De ingangsdatum van de tegemoetkoming heeft betrekking op het moment waarop de aanspraak op een tegemoetkoming ontstaat. De uitbetaling van de tegemoetkoming vindt pas plaats vanaf het moment dat het besluit tot verlening van de tegemoetkoming is genomen. De betaling vindt dan met terugwerkende kracht plaats tot de datum waarop de aanvraag in ontvangst is genomen. De ingangsdatum van verstrekking van de tegemoetkoming is ook van toepassing op aanvragen voor uitbreiding van het aantal uren kinderopvang. De verhoogde tegemoetkoming wordt verstrekt vanaf het moment dat de aanvraag daarvoor door het college in ontvangst is genomen.

6.Hoogte en duur

De duur van de tegemoetkoming wordt maximaal op 6 maanden gesteld. Daarna kan door middel van een herindicatie een aanvraag worden ingediend voor een verlenging van maximaal 6 maanden. Het is de verantwoordelijkheid van de ouder(s)/verzorger(s) om tijdig voor een verlenging een nieuwe aanvraag in te dienen.

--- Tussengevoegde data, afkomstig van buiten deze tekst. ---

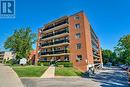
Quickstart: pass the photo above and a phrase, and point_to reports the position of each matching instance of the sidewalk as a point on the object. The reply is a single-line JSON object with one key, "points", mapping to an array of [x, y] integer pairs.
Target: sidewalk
{"points": [[49, 73], [8, 78]]}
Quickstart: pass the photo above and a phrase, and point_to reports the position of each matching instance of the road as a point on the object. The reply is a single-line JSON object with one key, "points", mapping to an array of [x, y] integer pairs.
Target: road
{"points": [[111, 77], [108, 77]]}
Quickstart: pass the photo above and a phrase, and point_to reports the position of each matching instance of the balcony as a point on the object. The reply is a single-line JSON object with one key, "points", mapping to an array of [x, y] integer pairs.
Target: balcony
{"points": [[55, 53], [49, 35], [61, 41], [56, 33], [58, 24], [54, 43]]}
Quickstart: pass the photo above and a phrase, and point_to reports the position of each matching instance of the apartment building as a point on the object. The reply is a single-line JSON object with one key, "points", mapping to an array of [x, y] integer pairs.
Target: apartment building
{"points": [[6, 55], [69, 38]]}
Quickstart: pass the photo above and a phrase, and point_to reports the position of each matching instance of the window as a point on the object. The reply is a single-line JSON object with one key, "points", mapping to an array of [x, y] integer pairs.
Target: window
{"points": [[66, 58], [79, 58], [76, 17], [78, 35], [45, 59], [77, 26], [79, 46]]}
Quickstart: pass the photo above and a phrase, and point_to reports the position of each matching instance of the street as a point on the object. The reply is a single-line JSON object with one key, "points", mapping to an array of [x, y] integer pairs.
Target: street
{"points": [[108, 77]]}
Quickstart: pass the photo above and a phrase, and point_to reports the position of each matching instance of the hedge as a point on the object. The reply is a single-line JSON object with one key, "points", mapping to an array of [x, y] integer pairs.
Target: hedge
{"points": [[64, 63]]}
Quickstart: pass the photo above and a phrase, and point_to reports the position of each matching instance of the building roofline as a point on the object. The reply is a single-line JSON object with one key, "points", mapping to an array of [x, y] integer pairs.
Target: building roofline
{"points": [[56, 20], [77, 13]]}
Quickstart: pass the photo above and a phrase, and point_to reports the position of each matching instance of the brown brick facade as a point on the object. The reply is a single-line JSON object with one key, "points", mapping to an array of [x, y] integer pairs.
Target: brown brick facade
{"points": [[70, 38]]}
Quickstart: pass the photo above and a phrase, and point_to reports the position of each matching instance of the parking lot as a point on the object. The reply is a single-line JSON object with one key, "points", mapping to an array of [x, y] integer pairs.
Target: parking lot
{"points": [[108, 77]]}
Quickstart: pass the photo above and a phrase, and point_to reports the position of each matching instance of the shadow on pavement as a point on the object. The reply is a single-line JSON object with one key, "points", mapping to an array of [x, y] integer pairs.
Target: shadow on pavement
{"points": [[116, 78]]}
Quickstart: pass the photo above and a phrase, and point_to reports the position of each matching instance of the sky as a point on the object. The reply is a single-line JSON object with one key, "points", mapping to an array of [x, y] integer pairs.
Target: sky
{"points": [[110, 19]]}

Voor de hoogte van de tegemoetkoming wordt aangesloten bij de systematiek die wordt gehanteerd bij het verlenen van tegemoetkomingen op grond van de Wet kinderopvang en kwaliteitseisen peuterspeelzalen. De belastingdienst kent hiervoor een tegemoetkoming toe die afhankelijk is van het inkomen van de ouder(s)/verzorger(s). Voor de berekening van de hoogte van de tegemoetkoming wordt aangesloten bij de systematiek die de belastingdienst hanteert. De normtabel kinderopvangtoeslag die de Belastingdienst hanteert is te downloaden via www.belastingdienst.nl (toeslagen>kinderopvangtoeslag>brochures en publicaties>berekening kinderopvangtoeslag).

7.Voorliggende voorziening

Hiermee wordt aangegeven dat een gemeentelijke tegemoetkoming op grond van een sociaal-medische indicatie een vangnetvoorziening is. Alleen ouders die niet op grond van een voorliggende voorziening aanspraak kunnen maken op een vergoeding in de kosten van kinderopvang, kunnen aanspraak maken op een tegemoetkoming in de kosten van kinderopvang wegens een sociaal-medische noodzaak.

8.Inlichtingenplicht

Als een ouder de inlichtingenplicht schendt en als gevolg hiervan ten onrechte een tegemoetkoming heeft ontvangen of een te hoog bedrag, kan het college de beschikking tot het verlenen of tot het vaststellen van de tegemoetkoming intrekken of wijzigen en het teveel betaalde bedrag terugvorderen.

11.Overgangsbepaling

Voor de ouders die momenteel al een tegemoetkoming ontvangen, dient er gelet op de beperking van de duur een overgangsbepaling te worden opgenomen. Met deze bepaling wordt voorkomen dat deze ouders in de problemen komen.